Warning about CUDA 9.2

Hi all,

This post is to pre-emptively add some institutional knowledge to the web in case others face the same problem.

I had the following configuration:

Ubuntu 18.04
nvidia-driver-396 from Ubuntu
CUDA 9.0
cuDNN 7.1
Tensorflow 1.8

I wanted to upgrade to Tensorflow 1.11 which is built against cuDNN 7.2 which requires CUDA 9.2. I downloaded CUDA 9.2 (local) (deb). It completely took a crap on my entire system rendering it unusuable. The reason is that the CUDA local deb tries to install its own version of nvidia-396 ON TOP OF Ubuntu’s nvidia-driver-396.

I’m posting this here in the hope that if anyone has similar issues they’ll be able to, in their frantic Googling, find this post, because I didn’t find the answer in my Googling.

The answer is:
DO NOT DO NOT DO NOT DO NOT DO NOT do this as the nvidia docs say:
sudo apt-get install cuda-9-2
Instead do this:
sudo apt-get install cuda-toolkit-9-2
And you should be fine.

I wish there were an “apt-get install nvidia-fix-this-shit” package that would figure these things out. We can drive cars with NVIDIA autonomously but we can’t install their CUDA drivers autonomously. -_____-

Please note that per NVIDIA’s support matrix CUDA 9.x does not support Ubuntu 18.04. CUDA 10 does.

Sure, I understand, but it is necessary to force-install it, against NVIDIA’s support matrix, for the vast majority of people using TensorFlow. My setup is probably one of the most common out there.

TensorFlow 1.11.0 is released 4 days ago, built against cuDNN 7.2:
https://github.com/tensorflow/tensorflow/releases

cuDNN 7.2 is only available for CUDA 9.2:
https://developer.nvidia.com/rdp/cudnn-archive

CUDA 10 isn’t an option at the moment, and it isn’t my fault. Anyone who wants to use the latest TensorFlow on 18.04 without going through compilation hell needs to force install CUDA 9.2 on their system and will likely stumble upon the same issue.

Just posting this on here as a piece of information for those who want to get on with their lives in doing deep learning instead of figuring out how to install drivers ;) This wasn’t an issue with CUDA 9.0 but is with 9.2; with the recent TensorFlow 1.11 release 4 days ago I expect there will be a few thousand person-hours of AI research power that will be wasted on the same driver issue.

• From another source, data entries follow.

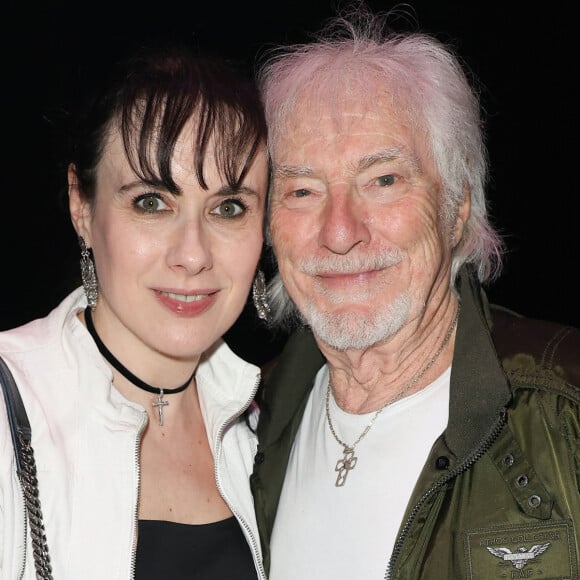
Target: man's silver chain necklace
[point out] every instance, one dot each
(348, 461)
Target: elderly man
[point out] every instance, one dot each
(410, 429)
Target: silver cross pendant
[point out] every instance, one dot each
(344, 465)
(160, 403)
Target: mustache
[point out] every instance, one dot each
(315, 265)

There is a famous song for this situation (find it on YouTube if you are so inclined): “You can’t always get what you want”.

There is no point in complaining that something does not work if the vendor says that such usage is not supported. “not supported” means: We haven’t tried it, it probably won’t work, don’t come crying to us when it doesn’t.

Are you being forced to use Ubuntu 18.04? If so, I’d be interested to learn by whom.

I’m not complaining. It works! I’m just posting information about how to get an unsupported situation to work, since this is a common scenario.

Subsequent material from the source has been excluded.